Faut-il s’attendre à un autre avenir pour les États-Unis ? Actuellement, qu’il s’agisse du parti républicain ou démocrate, tous le deux sont proches des milieux d’affaires. Donald Trump a créé des conditions économiques favorables aux marchés en diminuant les impôts sur les sociétés et sur les hauts revenus. Il est ce qu’on appelle un acteur de l’élite. De plus, il s’est opposé au système de sécurité sociale Obamacare. Sur ce sujet, on ne peut pas dire que le président élu Joe Biden soit très favorable. Pourtant 80 % des électeurs qui l’ont plébiscité, le sont !Joe Biden s’est aussi entouré de responsables des milieux économiques et militaires.
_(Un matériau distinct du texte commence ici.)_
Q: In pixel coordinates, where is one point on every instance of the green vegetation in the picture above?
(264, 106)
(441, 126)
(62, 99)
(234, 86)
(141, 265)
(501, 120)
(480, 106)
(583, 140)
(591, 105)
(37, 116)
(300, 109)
D’ailleurs, le budget des dépenses militaires sera augmenté. Signe que l’économie sera une priorité. L’avenir passera par une politique bénéfique pour la base, pour les catégories sociales les plus faibles. En fait, Emmanuel Todd, dans l’un de ses ouvrages, évoque cette situation, et préconise une politique sociale qui conduit à une société plus florissante, plus équitable, ce qui n’est pas le cas actuellement. Relever les salaires serait une manière de faire diminuer les inégalités et, parallèlement, les tensions entre les catégories sociales. Et même si des grandes entreprises, comme Amazon, soutiennent le mouvement Black Live Matter, il s’agit là d’une forme d’hypocrisie. Les revendications raciales font pour la plupart appel à une meilleure égalité sociale.C’est un sujet délicat, car il faut garder en tête que lors des élections du parti démocrate en 2016, beaucoup d’électeurs n’étaient pas favorables aux projets de Bernie Sanders [3], le considérant trop à gauche. Mécontents, certains sont allés vers Donald Trump. Mais cette politique sociale permettrait de tempérer les inégalités. A ce constat s’ajoute le fait que la démographie de la population « blanche » est à la baisse au profit des minorités, et ce depuis la seconde guerre mondiale. Cela conduit à un sentiment de désespoir entraînant une explosion de tous les conspirationnistes. Il est essentiel d’aller vers une société plus équitable, pour réduire les inégalités.